Long-Lived Sleptons at a 100 TeV Proton Collider (and the LHC)


  Sho Iwamoto [1]  ,  Jonathan L. Feng [2]  ,  Yael Shadmi [1]  ,  Shlomit Tarem [1]  
[1] Physics Department, Technion
[2] Department of Physics and Astronomy, University of California

Long-lived charged particles (LLCPs), i.e., charged particles stable at the collider-detector scale, with a TeV-scale mass are motivated in several scenarios for dark matter. Their discovery at future hadron colliders will be extremely exciting and give significant implication for both particle physics and cosmology.

This talk, based on arXiv:1505.02996, is about collider searches for LLCPs, at a future proton-proton 100 TeV collider as well as at the 14 TeV LHC. We found that a 100 TeV collider with 3ab-1 data has a potential to discover the charged slepton, a benchmark candidate of LLCP, with a mass of 3-4 TeV (depending on the slepton mixing angle).

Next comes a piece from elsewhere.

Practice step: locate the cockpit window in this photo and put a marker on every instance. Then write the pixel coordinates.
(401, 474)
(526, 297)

Through this work, we noticed a novel features of 100 TeV hadron colliders that affects the search. In such an extreme energy, some muons will be so energetic that lose their energy also via radiative process in the detectors, which we can utilize to distinguish LLCP from muons. We found 34% of background events are rejected with this discrimination.

I would like to focus on this novel feature, because they are not specific in LLCP searches and will important for future discussion of both detector design and collider phenomenology.